Week 1: Introduction and Progress

Mar 12, 2021

Hello everyone!

My name is Annie Woo and I’m excited to share my project with you all.

I will be working with Dr. Krystyn Moon from the University of Mary Washington on my individual project as well as working alongside her being a city intern with Arlington County’s African American Waterfront Trail Project. Both projects entail tedious work examining documents and putting the lost pieces of history together.

For my individual project, I will be making a documentary on Alfred Odrick, a freed slave who created the groundworks for the African American community in my neighborhood of McLean. I have broken the documentary up into five sections: Land, Education, Church, Community, and the 21st Century. Land will focus on Odrick’s acquisition of 30 acres of land which was crucial in establishing his wealth and ability to be able to support a community’s development. Education will focus on the school that Odrick built which allowed education for Black children in the area. Access to education for Blacks after the Civil War was extremely limited and discouraged. Third, Church, other than a place of worship, created a culture and housed many social events and gatherings for Black communities. Through my research, Odrick’s School was additionally a place of worship to the community as well. Community will center around the influx of Black families that moved to McLean after Odrick established his family there. There were substantial numbers of Black landowners and a continuously growing community, church, and school. Lastly, the documentary will look at Odrick’s community almost 150 years later under the pressure of the development of Tysons Corner and urban renewal.

A plaque commemorating the achievements of Alfred Odrick erected in 2002.

 

For the internship, I am researching Zion Baptist Church located on Lee Street in Alexandria and finding its history going all the way back to the Civil War. This is part of an ongoing mission of Arlington County to compile all of its African American related history together for the public to have access to. So far, Dr. Krystyn Moon and I have compiled an extensive list of all the events of the church through newspapers such as the Evening Star and the Alexandria Gazette. We have also used ancestry.com to log the genealogy of the first trustees, brothers, sisters, and patrons. In a few weeks, we will turn this research into writing to then hopefully post on the website and give to the Church so they can know their history a little better!
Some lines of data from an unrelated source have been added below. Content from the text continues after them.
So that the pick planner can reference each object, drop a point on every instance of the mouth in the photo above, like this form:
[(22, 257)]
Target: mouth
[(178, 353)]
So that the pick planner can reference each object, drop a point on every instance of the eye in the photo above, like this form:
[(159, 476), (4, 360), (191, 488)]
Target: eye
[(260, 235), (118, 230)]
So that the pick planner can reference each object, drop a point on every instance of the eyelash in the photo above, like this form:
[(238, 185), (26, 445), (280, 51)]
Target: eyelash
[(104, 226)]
I am so excited to go on this journey with you all and please ask me any questions if you have any. See you all next week!

 

 

 

 

5 Replies to “Week 1: Introduction and Progress”

  1. Mimi Y. says:

    Hi Annie, I am so excited to see the final documentary! Keep us posted!

  2. Karan M. says:

    Very unique and interesting topic! I’m looking forward to seeing where your your research brings you.

  3. Jacob J. says:

    Super cool that your using services like ancestory.com in your project!

  4. EPittman says:

    What a wonderful project! I really love the idea that your work will be “putting the lost pieces of history together.” The puzzle or tapestry of American history is so complicated, intricate, astounding, and often painful. Recent historical work, to which your project contributes, has attempted to provide a “voice” to those whose voices were suppressed by the historical record or left out of it completely. Churches are essential repositories of Black American history and culture.
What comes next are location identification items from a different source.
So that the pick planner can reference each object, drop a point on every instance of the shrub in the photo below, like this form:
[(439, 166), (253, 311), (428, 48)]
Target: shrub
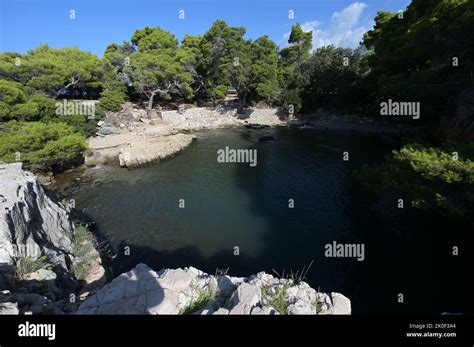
[(41, 146), (11, 92), (112, 100), (25, 265), (200, 301), (34, 109), (279, 299), (82, 124)]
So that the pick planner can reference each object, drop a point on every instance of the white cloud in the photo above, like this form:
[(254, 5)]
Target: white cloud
[(345, 29)]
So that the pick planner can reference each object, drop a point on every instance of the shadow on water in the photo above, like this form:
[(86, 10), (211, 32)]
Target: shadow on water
[(410, 257), (408, 267)]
    I am so excited to observe your documentary on Alfred Odrick as it progresses. I’m staying tuned to this space . . .

  5. E Vander Wall says:

    Annie, your project sounds so interesting! I’ll be interested in hearing about ways that your internship and your individual project inform each other. I also love that you’re planning a documentary. What an interesting way to dispay your findings. I can’t wait to see more!!